Log mean temperature difference
According to the laws of heat transfer, initially the heat transfer rate increases as the temperature difference increases to approach the boiling point of the materials in the case of a constant feed flow rate. Hence, it is generally good to have a large temperature difference for this process. However, as the vapor bubbles gradually fill the entire center of the tube, the steam pressure reaches a peak value. Beyond this point, the temperature difference, which acts as the main driving force for the heat transfer and also the rising film, will start reducing if there is any increase in steam pressure. In addition to that, there are other constraints in terms of the product quality and consistency when considering increasing the temperature difference. The temperature difference for driving force is also defined heavily by the properties of steam and the boiling liquid.
Overall heat transfer area
This is the total contact area between the heating media and the liquid requiring the heating or any intermediate surfaces in between them. In the case of the rising film evaporator this is the specific region between the film and the surface of long tubes and also the surrounding heating media within the shell of the evaporator. As shown in the equation, the heat transfer area is one of the chief factors that affect the rate of conductive heat transfer. Therefore, it would be favorable to maximize the amount of area available for heat transfer.
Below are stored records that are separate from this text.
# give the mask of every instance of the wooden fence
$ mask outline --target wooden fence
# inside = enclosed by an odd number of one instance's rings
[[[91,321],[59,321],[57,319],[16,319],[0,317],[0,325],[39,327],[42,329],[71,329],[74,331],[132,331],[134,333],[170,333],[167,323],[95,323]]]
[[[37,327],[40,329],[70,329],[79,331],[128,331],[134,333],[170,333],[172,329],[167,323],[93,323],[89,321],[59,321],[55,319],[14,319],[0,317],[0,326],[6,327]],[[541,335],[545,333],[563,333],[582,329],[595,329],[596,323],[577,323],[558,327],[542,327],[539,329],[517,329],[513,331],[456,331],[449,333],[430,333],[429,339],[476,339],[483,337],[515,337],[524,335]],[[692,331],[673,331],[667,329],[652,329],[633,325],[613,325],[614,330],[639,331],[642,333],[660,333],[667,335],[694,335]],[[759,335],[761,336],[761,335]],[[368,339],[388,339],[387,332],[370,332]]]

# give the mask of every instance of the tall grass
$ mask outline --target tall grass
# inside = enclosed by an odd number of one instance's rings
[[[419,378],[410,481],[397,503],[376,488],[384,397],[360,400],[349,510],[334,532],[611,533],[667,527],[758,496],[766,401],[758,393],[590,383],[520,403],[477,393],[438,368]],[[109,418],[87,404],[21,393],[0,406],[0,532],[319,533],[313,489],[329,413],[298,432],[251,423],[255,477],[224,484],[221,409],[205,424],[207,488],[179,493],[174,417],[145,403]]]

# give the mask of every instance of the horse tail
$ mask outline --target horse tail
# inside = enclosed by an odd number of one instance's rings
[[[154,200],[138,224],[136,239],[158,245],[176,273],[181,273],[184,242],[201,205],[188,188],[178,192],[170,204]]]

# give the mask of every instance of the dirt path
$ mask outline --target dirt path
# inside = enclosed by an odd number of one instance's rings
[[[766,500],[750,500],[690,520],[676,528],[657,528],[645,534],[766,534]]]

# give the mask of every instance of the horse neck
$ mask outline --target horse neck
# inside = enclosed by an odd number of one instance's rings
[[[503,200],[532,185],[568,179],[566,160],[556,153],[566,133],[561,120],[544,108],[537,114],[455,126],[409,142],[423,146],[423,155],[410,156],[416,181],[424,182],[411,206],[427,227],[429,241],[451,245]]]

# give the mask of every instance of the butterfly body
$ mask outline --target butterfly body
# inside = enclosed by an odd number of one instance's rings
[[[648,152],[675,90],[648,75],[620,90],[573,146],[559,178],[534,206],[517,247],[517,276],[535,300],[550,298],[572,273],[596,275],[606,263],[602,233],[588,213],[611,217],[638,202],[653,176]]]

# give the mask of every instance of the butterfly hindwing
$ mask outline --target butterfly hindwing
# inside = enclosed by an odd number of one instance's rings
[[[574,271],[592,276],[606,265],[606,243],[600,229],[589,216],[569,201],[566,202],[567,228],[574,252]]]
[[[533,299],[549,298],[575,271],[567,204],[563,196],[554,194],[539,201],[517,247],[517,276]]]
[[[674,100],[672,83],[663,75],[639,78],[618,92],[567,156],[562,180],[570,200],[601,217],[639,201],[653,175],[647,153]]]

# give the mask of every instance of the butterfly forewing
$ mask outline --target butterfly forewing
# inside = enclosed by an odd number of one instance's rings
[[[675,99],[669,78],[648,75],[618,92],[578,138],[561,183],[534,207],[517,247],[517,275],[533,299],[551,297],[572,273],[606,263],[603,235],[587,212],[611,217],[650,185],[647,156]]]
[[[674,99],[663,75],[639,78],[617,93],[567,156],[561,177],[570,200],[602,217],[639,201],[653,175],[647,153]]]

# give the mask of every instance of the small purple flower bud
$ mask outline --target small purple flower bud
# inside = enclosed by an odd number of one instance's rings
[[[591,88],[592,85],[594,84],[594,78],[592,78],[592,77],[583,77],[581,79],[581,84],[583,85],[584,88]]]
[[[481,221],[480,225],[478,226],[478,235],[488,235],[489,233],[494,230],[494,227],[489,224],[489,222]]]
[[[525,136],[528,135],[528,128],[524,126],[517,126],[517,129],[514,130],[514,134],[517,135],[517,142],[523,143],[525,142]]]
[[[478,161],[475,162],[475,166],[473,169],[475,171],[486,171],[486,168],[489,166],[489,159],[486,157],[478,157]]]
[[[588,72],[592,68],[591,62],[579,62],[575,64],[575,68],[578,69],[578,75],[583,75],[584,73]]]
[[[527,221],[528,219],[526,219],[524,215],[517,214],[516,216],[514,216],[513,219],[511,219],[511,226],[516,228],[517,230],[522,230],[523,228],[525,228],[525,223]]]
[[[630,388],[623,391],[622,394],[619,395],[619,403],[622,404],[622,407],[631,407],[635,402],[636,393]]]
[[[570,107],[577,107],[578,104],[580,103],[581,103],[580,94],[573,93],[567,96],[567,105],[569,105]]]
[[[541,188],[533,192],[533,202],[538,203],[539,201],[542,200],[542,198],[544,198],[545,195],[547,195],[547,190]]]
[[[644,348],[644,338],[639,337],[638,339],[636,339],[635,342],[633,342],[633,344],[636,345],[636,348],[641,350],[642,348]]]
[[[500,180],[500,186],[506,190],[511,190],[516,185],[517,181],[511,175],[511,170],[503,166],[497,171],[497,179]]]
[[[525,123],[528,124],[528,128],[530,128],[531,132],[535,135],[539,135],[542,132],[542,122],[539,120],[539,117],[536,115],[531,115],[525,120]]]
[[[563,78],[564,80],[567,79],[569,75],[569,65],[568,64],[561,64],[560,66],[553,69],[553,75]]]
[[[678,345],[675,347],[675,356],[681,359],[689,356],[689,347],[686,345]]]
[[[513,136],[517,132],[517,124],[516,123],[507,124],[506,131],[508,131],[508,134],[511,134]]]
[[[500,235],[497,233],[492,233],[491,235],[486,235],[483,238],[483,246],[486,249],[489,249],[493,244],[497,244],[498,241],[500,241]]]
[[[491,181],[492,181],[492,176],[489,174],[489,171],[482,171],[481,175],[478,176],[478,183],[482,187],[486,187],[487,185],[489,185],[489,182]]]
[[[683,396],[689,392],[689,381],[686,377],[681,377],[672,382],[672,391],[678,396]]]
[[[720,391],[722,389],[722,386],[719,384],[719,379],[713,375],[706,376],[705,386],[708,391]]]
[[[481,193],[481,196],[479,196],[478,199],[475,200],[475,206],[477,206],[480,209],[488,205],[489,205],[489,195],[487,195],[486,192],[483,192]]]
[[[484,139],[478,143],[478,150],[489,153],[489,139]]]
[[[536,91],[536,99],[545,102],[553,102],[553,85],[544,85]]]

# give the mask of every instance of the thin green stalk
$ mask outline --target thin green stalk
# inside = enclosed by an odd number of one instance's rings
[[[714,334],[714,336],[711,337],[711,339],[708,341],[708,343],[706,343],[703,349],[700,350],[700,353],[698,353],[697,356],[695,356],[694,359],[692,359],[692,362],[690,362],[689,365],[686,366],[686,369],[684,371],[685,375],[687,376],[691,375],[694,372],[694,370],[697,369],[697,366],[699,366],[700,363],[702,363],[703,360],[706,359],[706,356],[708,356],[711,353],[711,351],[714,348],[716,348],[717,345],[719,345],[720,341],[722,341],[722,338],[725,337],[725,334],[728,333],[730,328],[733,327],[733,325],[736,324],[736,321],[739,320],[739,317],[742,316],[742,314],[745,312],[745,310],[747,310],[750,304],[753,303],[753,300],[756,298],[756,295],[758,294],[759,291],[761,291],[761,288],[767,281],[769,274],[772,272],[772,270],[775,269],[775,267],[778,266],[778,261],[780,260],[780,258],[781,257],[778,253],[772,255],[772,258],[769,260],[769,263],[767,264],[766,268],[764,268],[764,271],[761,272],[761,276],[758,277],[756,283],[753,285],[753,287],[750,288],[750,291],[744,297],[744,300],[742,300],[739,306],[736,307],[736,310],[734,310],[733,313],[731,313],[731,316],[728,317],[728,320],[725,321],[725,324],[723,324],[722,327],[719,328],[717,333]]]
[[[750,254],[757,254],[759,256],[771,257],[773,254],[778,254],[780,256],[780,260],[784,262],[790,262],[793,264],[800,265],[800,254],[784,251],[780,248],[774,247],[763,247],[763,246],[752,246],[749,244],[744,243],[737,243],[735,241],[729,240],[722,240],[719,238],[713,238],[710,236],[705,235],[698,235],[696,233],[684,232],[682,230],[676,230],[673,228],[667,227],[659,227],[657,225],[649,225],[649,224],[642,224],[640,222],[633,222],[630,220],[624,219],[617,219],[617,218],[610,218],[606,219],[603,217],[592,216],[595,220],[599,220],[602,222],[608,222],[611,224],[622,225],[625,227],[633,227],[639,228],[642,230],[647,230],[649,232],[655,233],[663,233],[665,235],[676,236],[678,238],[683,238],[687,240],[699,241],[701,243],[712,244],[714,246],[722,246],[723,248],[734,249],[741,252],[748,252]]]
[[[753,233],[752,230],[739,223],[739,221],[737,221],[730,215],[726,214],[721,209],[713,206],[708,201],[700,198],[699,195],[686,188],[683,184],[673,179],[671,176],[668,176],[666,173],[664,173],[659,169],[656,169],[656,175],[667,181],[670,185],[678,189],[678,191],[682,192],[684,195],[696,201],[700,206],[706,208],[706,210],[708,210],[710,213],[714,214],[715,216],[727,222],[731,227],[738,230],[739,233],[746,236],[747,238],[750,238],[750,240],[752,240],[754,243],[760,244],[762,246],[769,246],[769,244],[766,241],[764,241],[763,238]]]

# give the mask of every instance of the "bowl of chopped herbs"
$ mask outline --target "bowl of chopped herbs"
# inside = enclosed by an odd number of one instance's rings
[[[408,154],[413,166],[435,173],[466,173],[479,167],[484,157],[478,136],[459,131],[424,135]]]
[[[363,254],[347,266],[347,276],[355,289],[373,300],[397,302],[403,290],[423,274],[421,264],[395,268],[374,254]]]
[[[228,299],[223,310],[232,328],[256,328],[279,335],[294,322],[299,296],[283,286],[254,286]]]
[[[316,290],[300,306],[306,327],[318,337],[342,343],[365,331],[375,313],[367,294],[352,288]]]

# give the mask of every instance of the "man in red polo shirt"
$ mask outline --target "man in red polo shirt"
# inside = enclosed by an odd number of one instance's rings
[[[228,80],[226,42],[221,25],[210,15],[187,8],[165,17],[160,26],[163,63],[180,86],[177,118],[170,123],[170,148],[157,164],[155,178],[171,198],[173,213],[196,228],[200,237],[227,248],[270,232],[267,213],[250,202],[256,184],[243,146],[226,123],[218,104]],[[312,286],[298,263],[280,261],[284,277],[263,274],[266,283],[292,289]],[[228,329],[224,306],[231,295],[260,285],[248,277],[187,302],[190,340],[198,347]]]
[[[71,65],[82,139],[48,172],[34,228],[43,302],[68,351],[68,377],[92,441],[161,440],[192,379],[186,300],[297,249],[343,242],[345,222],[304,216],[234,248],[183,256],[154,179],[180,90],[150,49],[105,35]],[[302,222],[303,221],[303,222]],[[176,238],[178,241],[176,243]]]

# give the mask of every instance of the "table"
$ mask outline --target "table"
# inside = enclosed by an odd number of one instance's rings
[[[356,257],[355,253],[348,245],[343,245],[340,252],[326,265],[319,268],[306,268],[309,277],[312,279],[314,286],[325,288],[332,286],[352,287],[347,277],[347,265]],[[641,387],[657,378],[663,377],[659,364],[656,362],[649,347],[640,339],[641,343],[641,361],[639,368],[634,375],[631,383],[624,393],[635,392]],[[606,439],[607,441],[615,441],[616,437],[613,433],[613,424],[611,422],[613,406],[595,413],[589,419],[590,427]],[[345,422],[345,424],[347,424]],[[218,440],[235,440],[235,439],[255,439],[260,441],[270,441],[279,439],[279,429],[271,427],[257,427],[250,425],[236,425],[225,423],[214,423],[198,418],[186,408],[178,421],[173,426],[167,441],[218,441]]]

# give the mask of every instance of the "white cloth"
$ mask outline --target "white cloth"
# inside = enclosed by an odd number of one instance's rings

The limitations for these can be in terms of the cost per unit area as increasing the area would mean increasing the length of the tubes and also the shell of the evaporator which can significantly increase the cost of construction and maintenance.
Residence time indicates the time taken for the product to undergo the entire procedure. This can be generalized to mean residence time of a product, which specifies the mean time of the product stays within the evaporator. In many industries, especially for food and beverage manufacturing, clients’ requirement would greatly limit the residence time to be as short to minimize the potential destruction of nutrients through exposure to intense heat.
This can be solved in various ways such as having a pre-heating system prior to the main evaporator with the function of heating the liquid feed until the temperature almost approaches the boiling point. This will lower the load capacity of evaporator and reduce the residence time.